Nonostante ciò, tuttavia, il marchio imposto da quell’ordinanza continuò a influenzare la vita dei Comitati americani. Il Comitato di Houston (Texas), per esempio, nel 1963 ritenne di doversi distinguere e distaccare dalla Sede Centrale della “Dante” per non danneggiarla a causa della precedente presenza nella lista infamante: cambiò quindi nome in “Dante Cultural Society” e si appoggiò al Sacred Heart Dominican College, pur mantenendo continuità di contatti con la “Dante Alighieri”.
A Orlando successe Vincenzo Arangio Ruiz (1953-1955) che si prodigò per l'aggiornamento delle biblioteche della “Dante” all’estero e per la promozione in Italia delle letture dantesche. In questi anni si assiste alla difficoltà di riorganizzazione dei Comitati brasiliani, causati da una legge che vietava l’esistenza delle Società straniere in Brasile. Il problema venne spesso aggirato fondando in quello Stato delle società locali che portavano il titolo di “corrispondente della ‘Dante Alighieri’”: ciò accadde per esempio al Comitato di San Paolo, che dal 1951 strinse una collaborazione con il locale “Instituto Cultural Italo-brasileiro” che di fatto svolgeva le stesse attività della “Dante” ma senza portarne il nome formale e aggiungendo alla propria intitolazione la dicitura “corrispondente della ‘Dante Alighieri’ per San Paolo del Brasile”.

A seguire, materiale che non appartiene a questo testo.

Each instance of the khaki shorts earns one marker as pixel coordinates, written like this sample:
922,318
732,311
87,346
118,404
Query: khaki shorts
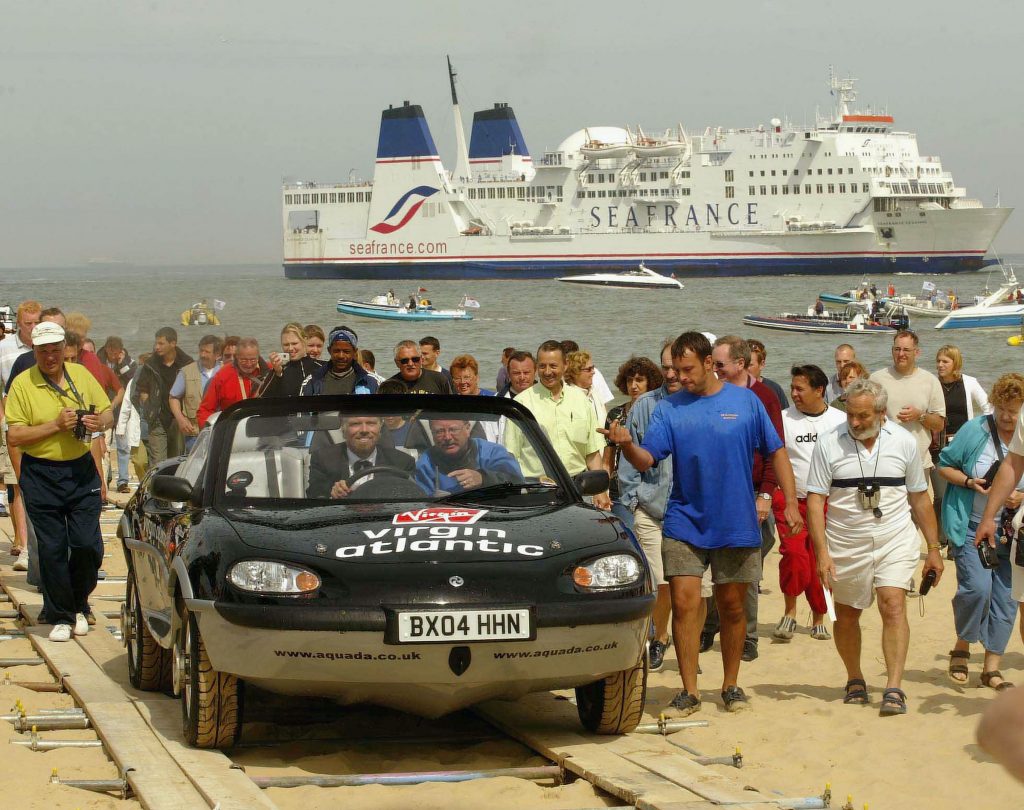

Aldo Ferrabino (1956-1972) modificò nuovamente lo Statuto sociale assegnando all’Assemblea dei Soci compiti di carattere amministrativo e al Congresso compiti più strettamente culturali.
Dal 1973 al 1988, la “Dante”, avvalendosi della presidenza del Ministro plenipotenziario Giovanni di Giura, operò per stabilire rapporti di più stretta collaborazione con le associazioni culturali italiane all'estero. Venne quindi creato un Comitato permanente interministeriale di coordinamento per esaminare l’attività svolta dalla Società e per programmare iniziative in collaborazione anche con altri Enti.
In questo periodo si segnala una notevole fioritura dei Comitati argentini o più in generale sudamericani, che nonostante le difficoltà economiche che incontrano a causa delle condizioni politiche del Paese riescono a promuovere ugualmente una valida attività culturale.
Nel 1989, anno del Centenario, presidente il sen. Salvatore Valitutti (1989-1992), la “Dante” fu inserita fra i componenti della Commissione nazionale per la promozione della cultura italiana all'estero.
Dal 1993 al 1995 la presidenza fu affidata all’etruscologo Massimo Pallottino, e sotto la sua guida la Società ha promosso i rapporti e le collaborazioni con le istituzioni culturali straniere presenti a Roma.
In questo periodo la Società inaugurò un programma per la certificazione dell’insegnamento della lingua italiana destinato ai molti docenti che svolgono attività d’insegnamento nei Comitati esteri: si tratta del PLIDA (Progetto Lingua Italiana Dante Alighieri).
Nel maggio 1996 è stato eletto Presidente della Società l'Ambasciatore Bruno Bottai, che tutt’ora riveste la carica.